強引専務の甘い手ほどき
「嫌いな訳ないじゃないですか…。
でも、キサラギさん、考えて。
キサラギさんはルピナスの後継者で、
お見合いだってしたでしょう?
きっと、キサラギさんの結婚相手は
私ではない、誰かだって思った。
私を選んで、キサラギさんに後悔して欲しくない。
私は今迄楽しかった。
このまま、別れても、大丈夫です。
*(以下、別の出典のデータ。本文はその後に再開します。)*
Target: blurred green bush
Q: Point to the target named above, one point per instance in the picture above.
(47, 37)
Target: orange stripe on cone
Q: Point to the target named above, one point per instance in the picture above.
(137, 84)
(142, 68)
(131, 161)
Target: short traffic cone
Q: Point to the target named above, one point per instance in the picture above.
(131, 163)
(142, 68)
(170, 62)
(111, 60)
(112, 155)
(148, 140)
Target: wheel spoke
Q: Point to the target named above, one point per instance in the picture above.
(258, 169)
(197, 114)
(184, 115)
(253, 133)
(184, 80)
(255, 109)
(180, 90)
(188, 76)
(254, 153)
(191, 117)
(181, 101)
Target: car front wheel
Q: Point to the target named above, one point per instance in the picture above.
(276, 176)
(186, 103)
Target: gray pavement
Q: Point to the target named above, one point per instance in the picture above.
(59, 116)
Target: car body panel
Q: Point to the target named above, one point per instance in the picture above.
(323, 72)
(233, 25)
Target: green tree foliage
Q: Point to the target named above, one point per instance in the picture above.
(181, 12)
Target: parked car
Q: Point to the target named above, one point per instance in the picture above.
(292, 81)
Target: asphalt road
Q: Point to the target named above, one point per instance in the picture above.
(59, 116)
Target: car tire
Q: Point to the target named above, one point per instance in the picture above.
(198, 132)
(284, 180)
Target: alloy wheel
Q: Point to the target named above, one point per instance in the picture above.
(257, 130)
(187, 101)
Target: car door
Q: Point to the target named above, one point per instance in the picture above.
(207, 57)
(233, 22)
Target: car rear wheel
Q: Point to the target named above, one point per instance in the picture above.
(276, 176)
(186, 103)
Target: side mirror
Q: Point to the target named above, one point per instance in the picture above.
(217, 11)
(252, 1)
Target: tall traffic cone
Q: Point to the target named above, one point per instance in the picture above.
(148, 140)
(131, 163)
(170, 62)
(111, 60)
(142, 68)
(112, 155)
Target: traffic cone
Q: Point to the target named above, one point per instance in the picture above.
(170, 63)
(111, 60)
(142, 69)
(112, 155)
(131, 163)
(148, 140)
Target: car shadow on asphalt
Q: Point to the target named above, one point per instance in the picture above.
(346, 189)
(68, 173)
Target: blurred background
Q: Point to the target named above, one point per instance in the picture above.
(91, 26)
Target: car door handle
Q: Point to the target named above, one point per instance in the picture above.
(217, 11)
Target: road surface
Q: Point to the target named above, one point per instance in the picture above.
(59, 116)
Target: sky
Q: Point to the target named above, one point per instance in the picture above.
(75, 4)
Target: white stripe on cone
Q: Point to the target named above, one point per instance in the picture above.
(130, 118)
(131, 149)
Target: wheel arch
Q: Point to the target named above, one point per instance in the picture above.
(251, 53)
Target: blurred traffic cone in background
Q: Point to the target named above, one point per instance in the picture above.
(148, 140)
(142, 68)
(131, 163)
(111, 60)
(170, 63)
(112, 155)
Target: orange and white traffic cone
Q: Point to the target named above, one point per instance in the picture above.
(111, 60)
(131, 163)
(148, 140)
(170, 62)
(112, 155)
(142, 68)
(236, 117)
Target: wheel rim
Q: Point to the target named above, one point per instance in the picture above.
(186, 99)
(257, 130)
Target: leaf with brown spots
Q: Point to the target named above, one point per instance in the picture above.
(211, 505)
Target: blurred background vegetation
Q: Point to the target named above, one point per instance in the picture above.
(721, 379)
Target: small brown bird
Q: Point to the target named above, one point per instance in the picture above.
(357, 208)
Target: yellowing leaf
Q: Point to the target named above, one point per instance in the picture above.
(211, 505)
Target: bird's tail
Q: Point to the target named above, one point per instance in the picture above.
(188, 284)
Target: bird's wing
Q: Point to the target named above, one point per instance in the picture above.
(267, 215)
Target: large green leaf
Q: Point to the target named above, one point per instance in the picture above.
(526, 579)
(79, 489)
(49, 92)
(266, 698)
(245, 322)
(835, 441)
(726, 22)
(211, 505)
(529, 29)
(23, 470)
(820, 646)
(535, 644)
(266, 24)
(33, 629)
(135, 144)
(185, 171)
」
と私は落ち着いた顔でキサラギさんを見る。

「俺が大丈夫じゃねーよ。
見合いなんてしてない。
つーか、
アレは親父が勝手に取引先の相手の娘も一緒に飯につれて来てただけだろ。
俺は仕事があるからって直ぐに席を立って帰ったし、
ま、あの後、オヤジは機嫌が悪かったけど…。
なんで、カエデが知ってる訳?」
と機嫌の悪い声を出しながら、私の身体を深く抱きしめる。

「それは…偶然に聞いたんだけど…。
自分は普通のオンナで
育ちも良いわけじゃないし、
お嬢さんたちみたいに、習い事もしてないし、
頭が良いわけでもない。
お見合いがわかる前から、
その前から私は
キサラギさんにふさわしいって訳じゃないって
そう思ってたよ」とため息をつくと、

「だから、見合いじゃないって。
俺にふさわしいかどうかは俺が決める。
パーティで隣に立たせてたのは
周囲に対する俺の意思表示だろ。
親父にだってわかったはずだ。
俺にふさわしいオンナは俺が愛してるオンナだ。
俺はカエデに何度も何度も愛してるって言ったろ。
俺にふさわしいオンナはカエデだけだ。
それに俺はカエデが俺と生きていくって決心するのを待ってただけだ。
手放すつもりは全くない。
やっぱり、この間妊娠させとけばよかったか?」
と、ものすごく機嫌の悪い顔をする。

いや、えーと、
「そ、それは…」と下を向いて赤くなる。